Thirty-nine patients with appendicitis (4.8%) were missed at initial presentation. The most common initial discharge diagnoses were acute gastroenteritis (43.6%), constipation (10.3%), and emesis (10.3%). The median duration from the initial evaluation to the appendicitis admission was 28.3 hours (interquartile range [IQR] = 17.0 to 39.6 hours). A missed diagnosis was associated with a longer median hospitalization (5.8 days [IQR = 4.0 to 8.1 days] vs. 2.5 days [IQR = 1.8 to 4.6 days]; p < 0.001), higher rate of perforation (74.4% vs. 29.0%; p < 0.001), higher complication rate (28.2% vs. 10.4%; p = 0.002), and higher rate of reintervention (20.5% vs. 6.2%; p = 0.003).

Conclusions

Of children diagnosed with appendicitis, 4.8% may have had a missed opportunity for earlier diagnosis.
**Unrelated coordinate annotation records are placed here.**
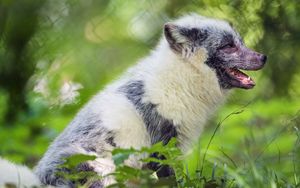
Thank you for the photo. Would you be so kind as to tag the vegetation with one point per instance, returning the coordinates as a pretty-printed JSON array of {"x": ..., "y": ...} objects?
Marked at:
[{"x": 55, "y": 55}]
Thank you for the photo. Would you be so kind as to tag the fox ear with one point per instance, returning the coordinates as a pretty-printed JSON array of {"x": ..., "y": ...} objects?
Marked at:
[
  {"x": 184, "y": 40},
  {"x": 175, "y": 37}
]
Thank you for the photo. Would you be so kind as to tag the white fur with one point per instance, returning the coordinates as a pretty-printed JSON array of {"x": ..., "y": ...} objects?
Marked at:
[{"x": 182, "y": 86}]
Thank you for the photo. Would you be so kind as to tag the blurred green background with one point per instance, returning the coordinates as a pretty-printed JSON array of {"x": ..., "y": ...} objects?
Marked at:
[{"x": 56, "y": 54}]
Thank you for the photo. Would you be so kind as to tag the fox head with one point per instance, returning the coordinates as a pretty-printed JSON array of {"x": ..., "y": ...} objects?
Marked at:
[{"x": 224, "y": 48}]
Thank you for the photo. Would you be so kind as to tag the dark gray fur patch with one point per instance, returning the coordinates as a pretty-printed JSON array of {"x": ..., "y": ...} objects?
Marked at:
[
  {"x": 158, "y": 127},
  {"x": 195, "y": 35}
]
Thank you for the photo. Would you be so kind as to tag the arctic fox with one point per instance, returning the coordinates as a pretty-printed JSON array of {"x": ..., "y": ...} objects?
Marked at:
[{"x": 170, "y": 93}]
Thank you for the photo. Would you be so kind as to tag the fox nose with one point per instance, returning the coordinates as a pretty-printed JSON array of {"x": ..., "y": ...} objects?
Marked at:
[{"x": 264, "y": 58}]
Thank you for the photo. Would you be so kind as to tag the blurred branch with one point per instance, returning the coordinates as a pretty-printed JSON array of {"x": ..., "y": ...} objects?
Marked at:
[{"x": 19, "y": 26}]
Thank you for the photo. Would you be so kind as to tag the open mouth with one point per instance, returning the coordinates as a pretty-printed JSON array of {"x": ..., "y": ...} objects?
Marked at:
[{"x": 239, "y": 79}]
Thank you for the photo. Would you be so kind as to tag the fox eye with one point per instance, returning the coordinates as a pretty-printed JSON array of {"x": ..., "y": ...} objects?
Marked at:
[{"x": 229, "y": 45}]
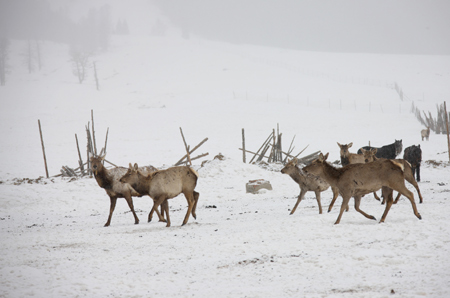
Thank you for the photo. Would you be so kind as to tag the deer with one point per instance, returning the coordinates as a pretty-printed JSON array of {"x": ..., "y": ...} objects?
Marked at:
[
  {"x": 388, "y": 151},
  {"x": 357, "y": 180},
  {"x": 413, "y": 154},
  {"x": 109, "y": 181},
  {"x": 307, "y": 182},
  {"x": 408, "y": 172},
  {"x": 165, "y": 184},
  {"x": 352, "y": 158},
  {"x": 425, "y": 133}
]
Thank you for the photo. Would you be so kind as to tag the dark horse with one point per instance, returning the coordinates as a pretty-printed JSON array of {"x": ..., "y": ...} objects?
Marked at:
[
  {"x": 389, "y": 151},
  {"x": 413, "y": 154}
]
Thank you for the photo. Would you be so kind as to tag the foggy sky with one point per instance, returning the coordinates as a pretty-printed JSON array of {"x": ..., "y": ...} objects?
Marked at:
[{"x": 383, "y": 26}]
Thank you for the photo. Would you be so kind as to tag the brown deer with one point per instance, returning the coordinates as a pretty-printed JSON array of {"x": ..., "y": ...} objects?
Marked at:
[
  {"x": 307, "y": 182},
  {"x": 109, "y": 181},
  {"x": 357, "y": 180},
  {"x": 352, "y": 158},
  {"x": 408, "y": 174},
  {"x": 367, "y": 156},
  {"x": 166, "y": 184},
  {"x": 425, "y": 133}
]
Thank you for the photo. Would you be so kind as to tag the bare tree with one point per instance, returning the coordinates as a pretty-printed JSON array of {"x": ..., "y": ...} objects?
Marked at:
[
  {"x": 4, "y": 44},
  {"x": 29, "y": 57},
  {"x": 80, "y": 61}
]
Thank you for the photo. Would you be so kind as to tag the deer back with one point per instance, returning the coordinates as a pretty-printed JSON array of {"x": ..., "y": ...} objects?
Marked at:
[{"x": 172, "y": 181}]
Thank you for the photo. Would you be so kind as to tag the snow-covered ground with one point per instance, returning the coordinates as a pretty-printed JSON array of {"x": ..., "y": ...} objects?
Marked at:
[{"x": 241, "y": 245}]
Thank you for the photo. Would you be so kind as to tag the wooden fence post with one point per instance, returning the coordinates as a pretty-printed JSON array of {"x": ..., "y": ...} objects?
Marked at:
[
  {"x": 448, "y": 133},
  {"x": 43, "y": 148},
  {"x": 243, "y": 146}
]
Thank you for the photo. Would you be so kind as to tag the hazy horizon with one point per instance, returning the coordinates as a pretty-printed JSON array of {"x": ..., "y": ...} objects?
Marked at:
[{"x": 381, "y": 26}]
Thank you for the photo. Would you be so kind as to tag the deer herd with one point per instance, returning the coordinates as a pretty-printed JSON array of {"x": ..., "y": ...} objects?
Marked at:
[{"x": 367, "y": 171}]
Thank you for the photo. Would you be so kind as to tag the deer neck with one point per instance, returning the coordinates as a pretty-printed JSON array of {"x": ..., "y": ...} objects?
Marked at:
[
  {"x": 103, "y": 179},
  {"x": 330, "y": 174},
  {"x": 297, "y": 176}
]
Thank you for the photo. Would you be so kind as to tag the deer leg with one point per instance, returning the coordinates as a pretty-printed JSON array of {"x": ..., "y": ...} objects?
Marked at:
[
  {"x": 418, "y": 174},
  {"x": 130, "y": 204},
  {"x": 397, "y": 198},
  {"x": 160, "y": 215},
  {"x": 318, "y": 200},
  {"x": 300, "y": 197},
  {"x": 357, "y": 203},
  {"x": 335, "y": 195},
  {"x": 387, "y": 193},
  {"x": 404, "y": 191},
  {"x": 376, "y": 196},
  {"x": 196, "y": 195},
  {"x": 344, "y": 206},
  {"x": 165, "y": 209},
  {"x": 162, "y": 201},
  {"x": 111, "y": 210},
  {"x": 190, "y": 199}
]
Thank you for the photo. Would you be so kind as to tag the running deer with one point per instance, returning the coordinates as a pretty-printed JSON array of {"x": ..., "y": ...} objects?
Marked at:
[
  {"x": 388, "y": 151},
  {"x": 425, "y": 133},
  {"x": 165, "y": 184},
  {"x": 366, "y": 156},
  {"x": 408, "y": 173},
  {"x": 307, "y": 182},
  {"x": 359, "y": 179},
  {"x": 109, "y": 181}
]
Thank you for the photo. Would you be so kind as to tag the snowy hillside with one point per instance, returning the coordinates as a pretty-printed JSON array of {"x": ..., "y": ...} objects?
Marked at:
[{"x": 53, "y": 240}]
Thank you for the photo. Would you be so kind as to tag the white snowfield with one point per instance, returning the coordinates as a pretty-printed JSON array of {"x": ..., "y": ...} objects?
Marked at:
[{"x": 53, "y": 243}]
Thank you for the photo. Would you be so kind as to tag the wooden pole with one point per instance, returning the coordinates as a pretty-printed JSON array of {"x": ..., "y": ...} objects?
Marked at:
[
  {"x": 262, "y": 146},
  {"x": 256, "y": 154},
  {"x": 448, "y": 133},
  {"x": 79, "y": 156},
  {"x": 93, "y": 132},
  {"x": 190, "y": 152},
  {"x": 43, "y": 148},
  {"x": 243, "y": 146},
  {"x": 186, "y": 146},
  {"x": 96, "y": 78}
]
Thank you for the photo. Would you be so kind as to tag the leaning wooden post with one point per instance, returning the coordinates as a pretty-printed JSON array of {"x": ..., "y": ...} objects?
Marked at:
[
  {"x": 448, "y": 133},
  {"x": 43, "y": 148},
  {"x": 262, "y": 146},
  {"x": 243, "y": 146},
  {"x": 93, "y": 132},
  {"x": 80, "y": 162},
  {"x": 95, "y": 76},
  {"x": 186, "y": 146}
]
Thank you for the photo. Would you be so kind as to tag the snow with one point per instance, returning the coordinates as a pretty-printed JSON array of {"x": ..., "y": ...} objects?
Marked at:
[{"x": 53, "y": 240}]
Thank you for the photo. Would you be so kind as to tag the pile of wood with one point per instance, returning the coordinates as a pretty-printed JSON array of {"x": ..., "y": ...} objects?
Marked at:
[
  {"x": 84, "y": 168},
  {"x": 186, "y": 159},
  {"x": 272, "y": 150}
]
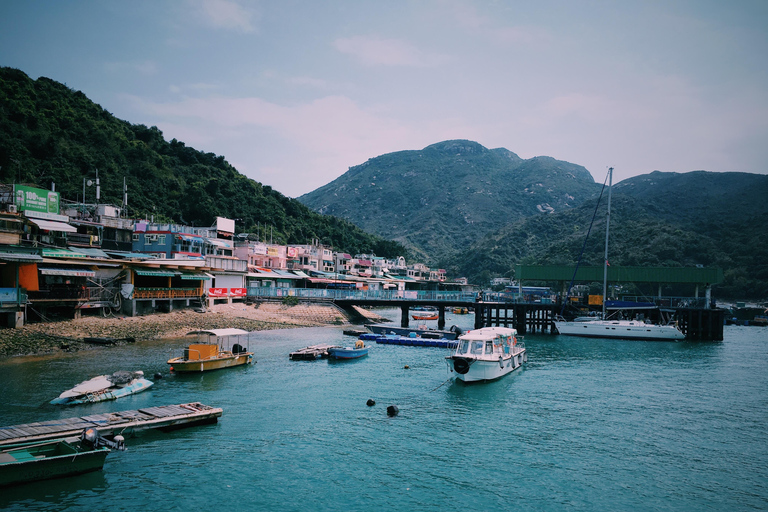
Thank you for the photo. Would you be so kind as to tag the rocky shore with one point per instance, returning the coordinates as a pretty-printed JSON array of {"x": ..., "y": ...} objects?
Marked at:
[{"x": 52, "y": 337}]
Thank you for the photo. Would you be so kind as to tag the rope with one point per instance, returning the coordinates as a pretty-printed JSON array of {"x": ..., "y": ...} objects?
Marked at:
[{"x": 584, "y": 245}]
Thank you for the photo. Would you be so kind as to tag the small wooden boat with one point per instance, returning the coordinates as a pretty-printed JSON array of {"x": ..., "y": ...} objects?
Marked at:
[
  {"x": 104, "y": 387},
  {"x": 29, "y": 462},
  {"x": 222, "y": 349},
  {"x": 345, "y": 353}
]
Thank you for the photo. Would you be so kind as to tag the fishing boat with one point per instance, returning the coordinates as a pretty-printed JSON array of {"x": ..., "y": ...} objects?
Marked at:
[
  {"x": 29, "y": 462},
  {"x": 104, "y": 387},
  {"x": 344, "y": 353},
  {"x": 218, "y": 349},
  {"x": 487, "y": 354},
  {"x": 605, "y": 327},
  {"x": 422, "y": 331}
]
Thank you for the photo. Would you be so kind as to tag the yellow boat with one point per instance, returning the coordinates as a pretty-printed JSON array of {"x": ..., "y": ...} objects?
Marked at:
[{"x": 223, "y": 348}]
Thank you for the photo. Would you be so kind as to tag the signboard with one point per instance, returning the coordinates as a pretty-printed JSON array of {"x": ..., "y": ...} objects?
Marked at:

These false-negative diagnoses are associated with higher rates of perforation, postoperative complications, and need for postoperative interventions, as well as longer hospitalizations.

Resumen

Las Implicaciones de las Oportunidades Perdidas para Diagnosticar Apendicitis en Niños

Objetivos

El propósito de este estudio fue determinar el porcentaje de niños con apendicitis aguda que tuvieron un diagnóstico falso negativo, y analizar la asociación de un diagnóstico perdido de apendicitis con los resultados del paciente.

Metodología

Se revisaron las historias clínicas de todos los 816 pacientes en los que se llevó a cabo una apendicectomía por sospecha de apendicitis en un hospital pediátrico entre 2007 y 2010. Se consideró tener “un diagnóstico perdido” a aquellos pacientes ingresados o evaluados en el servicio de urgencias (SU), dados de alta sin el diagnóstico de apendicitis y después reingresados con apendicitis confirmada histopatológicamente en los tres primeros días. Los resultados de este grupo perdido se compararon con el resto de la cohorte de apendicectomía.

Resultados

Treinta y nueve pacientes con apendicitis (4,8%) se perdieron en la atención inicial. Los diagnósticos iniciales de alta más comunes fueron gastroenteritis aguda (43,6%), estreñimiento (10,3%) y vómitos (10,3%). La mediana de duración desde la evaluación inicial hasta el ingreso por apendicitis fue de 28,3 horas (RIC 17,0 a 39,6 horas). Un diagnóstico perdido se asoció con una mediana de hospitalización más prolongada (5,8 días [RIC 4,0 a 8,1 dias] vs 2,5 días [RIC 1,8 a 4,6 dias] p < 0,001) y unos porcentajes mayores de perforación (74,4% vs. 29,0%; p < 0,001), complicación (28,2% vs 10,4%; p = 0,002) y reintervención (20,5% vs. 6,2%; p = 0,003).

Conclusiones

De los niños diagnosticados con apendicitis, un 4,8% pueden haber tenido una oportunidad perdida para el diagnóstico precoz. Estos diagnósticos falsos negativos se correlacionan con mayores porcentajes de perforación, complicaciones postoperatorias y la necesidad de reintervenciones, así como con un mayor tiempo de hospitalización.